In another embodiment, more than one type of biopolymer is present
together with the silica nanoparticles. In another embodiment, a
branched polysaccharide and a dietary fiber are present together
with the silica nanoparticles. In another embodiment, a branched
polysaccharide and a linear polysaccharide are present together
with the silica nanoparticles. In another embodiment, a branched
biopolymer, a linear polysaccharide, and an insoluble fiber are
present together with the silica nanoparticles.
[0131] In another embodiment, the present invention provides a
method of manufacturing a pharmaceutical composition for oral
delivery of insulin, the method comprising the steps of: (a)
blending pharmacologically inert silica nanoparticles having a
hydrophobic surface, wherein the size of the silica nanoparticles
is between 1-100 nanometers, with (i) at least one branched
polysaccharide and (ii) an insulin protein whereby the silica
nanoparticles form an intimate non-covalent association with the at
least one branched polysaccharide; and (b) mixing the silica
nanoparticles, at least one branched polysaccharide, and insulin
protein into an oil. In certain embodiments, the insulin protein in
the form of a dry lyophilized powder is directly dissolved into the
oil of step (b). Preferably, the silica nanoparticles, at least one
branched polysaccharide, and insulin form a complex. In another
embodiment, the silica nanoparticles, branched polysaccharide, and
insulin form a matrix that becomes suspended in, embedded in or
dispersed in the oil. In another embodiment, the insulin protein is
non-covalently attached to the hydrophobic surfaces of the silica
nanoparticles and the at least one branched polysaccharide. In
another embodiment, the particle size of the pharmaceutical
composition is between 100-500,000 nanometers. In some preferred
embodiments, the particle size is between 100-50,000 nanometers. In
other embodiments, the particle size is between 100-5,000
nanometers. Each possibility represents a separate embodiment of
the present invention.
[0132] In another embodiment, the insulin is extracted from an
aqueous solution.
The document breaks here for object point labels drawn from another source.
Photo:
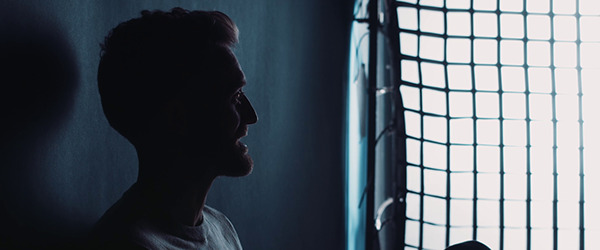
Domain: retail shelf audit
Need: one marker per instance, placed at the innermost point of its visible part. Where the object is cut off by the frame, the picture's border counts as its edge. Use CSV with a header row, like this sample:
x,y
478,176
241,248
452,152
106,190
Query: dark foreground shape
x,y
469,245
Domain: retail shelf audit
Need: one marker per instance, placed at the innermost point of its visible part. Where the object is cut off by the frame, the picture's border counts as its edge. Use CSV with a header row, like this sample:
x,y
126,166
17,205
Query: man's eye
x,y
238,97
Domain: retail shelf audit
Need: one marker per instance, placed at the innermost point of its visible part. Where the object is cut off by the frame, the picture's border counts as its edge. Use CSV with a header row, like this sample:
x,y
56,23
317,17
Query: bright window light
x,y
502,107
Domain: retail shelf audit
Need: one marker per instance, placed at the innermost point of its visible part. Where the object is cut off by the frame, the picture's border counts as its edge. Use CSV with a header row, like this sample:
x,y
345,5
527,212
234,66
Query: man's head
x,y
170,80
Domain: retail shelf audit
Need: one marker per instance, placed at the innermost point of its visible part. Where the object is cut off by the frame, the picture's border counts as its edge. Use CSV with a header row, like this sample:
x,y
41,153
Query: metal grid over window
x,y
501,114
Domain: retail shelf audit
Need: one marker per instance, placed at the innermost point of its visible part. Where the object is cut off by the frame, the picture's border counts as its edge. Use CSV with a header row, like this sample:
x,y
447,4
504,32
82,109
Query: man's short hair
x,y
147,61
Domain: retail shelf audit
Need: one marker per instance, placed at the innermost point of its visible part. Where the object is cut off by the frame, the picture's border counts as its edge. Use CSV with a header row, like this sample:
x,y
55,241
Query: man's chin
x,y
238,165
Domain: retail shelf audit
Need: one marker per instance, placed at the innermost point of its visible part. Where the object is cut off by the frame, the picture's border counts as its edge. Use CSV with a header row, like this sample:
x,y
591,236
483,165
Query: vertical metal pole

In another embodiment, an aqueous insulin
solution is mixed with oil, resulting in extraction or dispersion
of the insulin directly into the oil phase of the resulting
emulsion. Methods for extracting active enzymes such as insulin
from an aqueous solution are well known in the art. In another
embodiment, a gel-forming water phase stabilizer is used to extract
the insulin. A non-limiting example of a gel-forming water phase
stabilizer is Silica 380, which is available as pharma-grade
hydrophilic nanoparticles. Each possibility represents a separate
embodiment of the present invention.
[0133] In another embodiment, step (b) of the above method
comprises the step of directly dissolving or dispersing a
lyophilized protein into the oil or oil mixture. In another
embodiment, a solution of the insulin protein is mixed with the oil
or oil mixture and the aqueous phase is then removed. In another
embodiment, a solution of the insulin protein is mixed with the oil
or oil mixture forming water-in-oil emulsion. Each possibility
represents a separate embodiment of the present invention.
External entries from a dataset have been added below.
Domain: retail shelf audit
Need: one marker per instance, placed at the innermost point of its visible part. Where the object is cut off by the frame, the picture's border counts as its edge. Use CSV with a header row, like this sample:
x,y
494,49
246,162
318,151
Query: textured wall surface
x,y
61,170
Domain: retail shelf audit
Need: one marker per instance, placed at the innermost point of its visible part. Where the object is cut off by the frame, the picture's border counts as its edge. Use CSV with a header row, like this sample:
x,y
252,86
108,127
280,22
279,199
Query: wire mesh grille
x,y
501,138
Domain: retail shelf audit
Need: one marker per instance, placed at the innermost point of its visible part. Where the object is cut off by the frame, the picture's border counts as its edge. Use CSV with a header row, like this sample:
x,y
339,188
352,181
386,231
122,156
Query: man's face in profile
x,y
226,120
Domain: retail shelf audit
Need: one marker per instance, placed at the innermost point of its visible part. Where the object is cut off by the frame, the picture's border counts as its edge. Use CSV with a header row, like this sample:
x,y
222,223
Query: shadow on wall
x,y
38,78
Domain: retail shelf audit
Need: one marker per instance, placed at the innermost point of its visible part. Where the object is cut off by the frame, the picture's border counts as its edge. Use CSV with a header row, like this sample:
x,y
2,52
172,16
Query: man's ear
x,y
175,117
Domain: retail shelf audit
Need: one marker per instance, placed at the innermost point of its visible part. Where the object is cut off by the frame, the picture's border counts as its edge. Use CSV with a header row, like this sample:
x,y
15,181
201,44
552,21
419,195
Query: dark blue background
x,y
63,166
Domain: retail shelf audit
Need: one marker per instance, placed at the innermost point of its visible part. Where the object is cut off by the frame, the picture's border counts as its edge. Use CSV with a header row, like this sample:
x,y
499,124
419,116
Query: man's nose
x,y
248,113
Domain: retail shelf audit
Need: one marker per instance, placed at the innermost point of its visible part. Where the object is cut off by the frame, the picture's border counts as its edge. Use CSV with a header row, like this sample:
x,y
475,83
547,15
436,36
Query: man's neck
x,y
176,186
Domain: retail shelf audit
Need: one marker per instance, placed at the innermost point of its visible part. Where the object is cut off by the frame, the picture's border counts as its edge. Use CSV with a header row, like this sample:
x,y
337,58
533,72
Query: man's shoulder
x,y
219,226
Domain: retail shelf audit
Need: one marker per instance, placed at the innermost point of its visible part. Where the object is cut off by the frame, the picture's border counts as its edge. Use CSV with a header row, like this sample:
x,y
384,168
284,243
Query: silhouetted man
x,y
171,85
[0134] The properties and classification of the silica
nanoparticles, branched polysaccharide, and insulin protein of the
above methods may be any of those described herein. Each
possibility represents a separate embodiment of the present
invention. "Oil" as referred to in methods of the present invention
can refer to either a single oil, a mixture of oils, or an oil
phase. As described herein, a mixture of oils or oil phase will
typically comprise an oil carrier. In another embodiment, the
mixture of oils or oil phase further comprises an additional oil or
oils or an additional component or components. Each possibility
represents a separate embodiment of the present invention.
[0135] In another embodiment, step (a) of a method of manufacturing
a pharmaceutical composition for oral delivery of insulin of the
present invention further comprises the step of confirming that the
silica nanoparticles and branched polysaccharide are properly
homogenized. In another embodiment, any of the following three
tests are utilized: (a) the mixture appears homogenous; (b) the
volume of the mixture is smaller than the sum of volumes of the 2
components; and (c) the mixture does not sink when placed on the
surface of a still body of water. In another embodiment, the
composition reaches a minimum volume that is not decreased upon
further mixing. Each possibility represents a separate embodiment
of the present invention.
[0136] The step of dry mixing is, in another embodiment, performed
using a high shear mixer. In another embodiment, the step of mixing
is performed using a high-speed mixer. In another embodiment, the
step of mixing is performed using any other means suitable for
generating a homogenous solid phase from silica nanoparticles and a
branched polysaccharide. Each possibility represents a separate
embodiment of the present invention.
[0137] In another embodiment, step (a) of a method of manufacturing
a pharmaceutical composition for oral delivery of insulin of the
present invention, i.e. the dry mixing step, further comprises
inclusion of an additional biopolymer that is a linear biopolymer.
In another embodiment, the additional biopolymer is a linear
polysaccharide. In another embodiment, the additional biopolymer is
a linear high molecular weight structural protein. In another
embodiment, the additional biopolymer is selected from the group
consisting of chitin, cellulose, a linear alpha glucan, and a
linear beta glucan. In another embodiment, the additional
biopolymer is selected from the group consisting of chitin,
amylose, cellulose, and beta glucan. In another embodiment, a
formulation method of the present invention comprises the steps of
including in the solid phase mixture both a branched polysaccharide
and a linear polysaccharide. Formulation methods are provided
herein that comprise inclusion of amylopectin, a branched
polysaccharide, and chitin, a linear polysaccharide (Example 5).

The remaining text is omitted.